Top K Frequent Elements

 Given an integer array nums and an integer k, return the k most frequent elements. You may return the answer in any order.

 

Example 1:

Input: nums = [1,1,1,2,2,3], k = 2

Output: [1,2]

Example 2:

Input: nums = [1], k = 1

Output: [1]

class Solution {

    public int[] topKFrequent(int[] nums, int k) {

       

        HashMap<Integer,Integer> map= new HashMap<>();

        for(int num:nums)

        {

            map.put(num,map.getOrDefault(num,0)+1);

        }

        PriorityQueue<Map.Entry<Integer,Integer>> heap= new PriorityQueue<>((a,b)->a.getValue()-b.getValue());

        for(Map.Entry<Integer,Integer> entry:map.entrySet())

        {

            heap.offer(entry);

            if(heap.size()>k)

            {

                heap.poll();

            }

        }

            int [] topk=new int[k];

            int i=0;

            while(!heap.isEmpty())

            {

                topk[i++]=heap.poll().getKey();

            }

           

       

         return topk;

    }

}

If frequencies are equal, how can I pick the key which has a larger value?”

This means:
Among elements with the same frequency, prefer the one with the larger number (key).
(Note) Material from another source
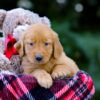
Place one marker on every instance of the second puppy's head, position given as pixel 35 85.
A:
pixel 39 43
Normally, you sort by frequency:

(a, b) -> a.getValue() - b.getValue()

To prefer larger key (number) when frequency is equal, change comparator to

(a, b) -> {

    if (a.getValue().equals(b.getValue())) {

        return b.getKey() - a.getKey();  // prefer bigger key

    }

    return a.getValue() - b.getValue(); // smaller frequency first

}